Maria lhe enviava o olhar amoroso da sua bondade, deixando nele
transparecer toda a dedicação enternecida de seu espírito maternal.
—“Isso também passa! — dizia ela, carinhosamente — só o Reino de Deus
bastante forte para nunca passar de nossas almas, como eterna realização do
amor celestial.”.
Seus conceitos abrandavam a dor dos mais desesperados, desanuviavam o
pensamento obscuro dos mais acabrunhados.
A igreja de Éfeso exigia de João a mais alta
expressão de sacrifício pessoal, pelo que, com o decorrer do tempo, quase
sempre Maria estava só, quando a legião humilde dos necessitados descia o
promontório desataviado, rumo aos lares mais confortados e felizes. Os dias e
as semanas, os meses e os anos passaram incessantes, trazendo-lhe as lembranças
mais ternas. Quando sereno e azulado, o mar lhe fazia voltar memória o Tiberíades
distante. Surpreendia no ar alquiles perfumes vagos que enchiam a alma da
tarde, quando seu filho, de quem nem um instante se esquecia, reunindo os
discípulos amados, transmitia ao coração do povo as louçanias da Boa-Nova. A
velhice não lhe acarretara nem cansaços, nem amarguras. A certeza da proteção divina
lhe proporcionava ininterrupto consolo. Como quem transpõe o dia em labores
honestos e proveitosos, seu coração experimentava grato repouso, iluminado pelo
luar da esperança e pelas estrelas fulgurantes da crença imorredoura. Suas
meditações eram suaves colóquios com as reminiscências do filho muito amado.

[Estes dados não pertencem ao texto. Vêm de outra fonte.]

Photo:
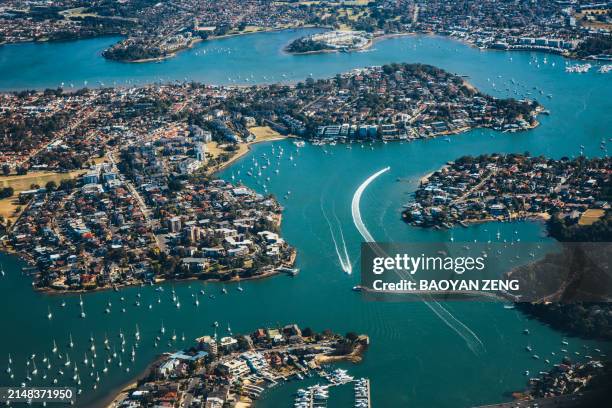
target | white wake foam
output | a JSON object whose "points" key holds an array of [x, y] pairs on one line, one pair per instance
{"points": [[473, 342]]}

Súbito recebeu noticias de que um período de dolorosas perseguições se
havia aberto para todos os que fossem fiéis à doutrina do seu Jesus divino.

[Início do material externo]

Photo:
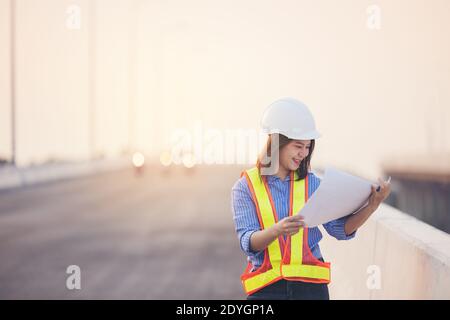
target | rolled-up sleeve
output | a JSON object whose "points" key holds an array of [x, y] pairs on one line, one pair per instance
{"points": [[244, 215]]}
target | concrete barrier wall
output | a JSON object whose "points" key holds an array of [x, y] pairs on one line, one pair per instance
{"points": [[410, 258]]}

Alguns cristãos banidos de Roma traziam a Éfeso as tristes informações. Em
obediência aos éditos mais injustos, escravizavam-se os seguidores do Cristo,
destruíam-se-lhes os lares, metiam-nos a ferros nas prisões. Falava-se de
festas públicas, em que seus corpos eram dados como alimento a feras
insaciáveis, em horrendos espetáculos.
Então, num crepúsculo estrelado, Maria entregou-se às orações, como de
costume, pedindo a Deus por todos aqueles que se encontrassem em angústias do
coração, por amor de seu filho.
Embora a solenidade do ambiente, não se sentia só; uma como força
singular lhe banhava a alma toda. Aragens suaves sopravam do oceano, espalhando
os aromas da noite que se povoava de astros amigos e afetuosos e, em poucos
minutos, a lua plena participava, igualmente, desse concerto de harmonia e de luz.
Enlevada nas suas meditações, Maria viu aproximar-se o vulto de um
pedinte.
— “Minha mãe — exclamou o recém-chegado, como tantos outros que
recorriam ao seu carinho venho fazer-te companhia e receber a tua bênção”.
Maternalmente, ela o convidou a entrar, impressionada com aquela voz que
lhe inspirava profunda simpatia. O peregrino lhe falou do céu, confortando-a
delicadamente Comentou as bem-aventuranças divinas que aguardam a todos os
devotados e sinceros filhos de Deus, dando a entender que lhe compreendia as
mais ternas saudades do coração. Maria sentiu-se empolgada por tocante
surpresa. Que mendigo seria alquile que lhe acalmava as dores secretas da alma
saudosa, com bálsamos tão dulçurosos? Nenhum lhe surgira até então para dar;
era sempre para pedir alguma coisa. No entanto, aquele viandante desconhecido
lhe derramava no intimo as mais santas consolações. Onde ouvira aquela voz
meiga e carinhosa, noutros tempos?! Que emoções eram aquelas que lhe faziam
pulsar o coração de tanta caricia? Seus olhos se umedeceram de Ventura, sem que
conseguisse explicar a razão de sua terna emotividade.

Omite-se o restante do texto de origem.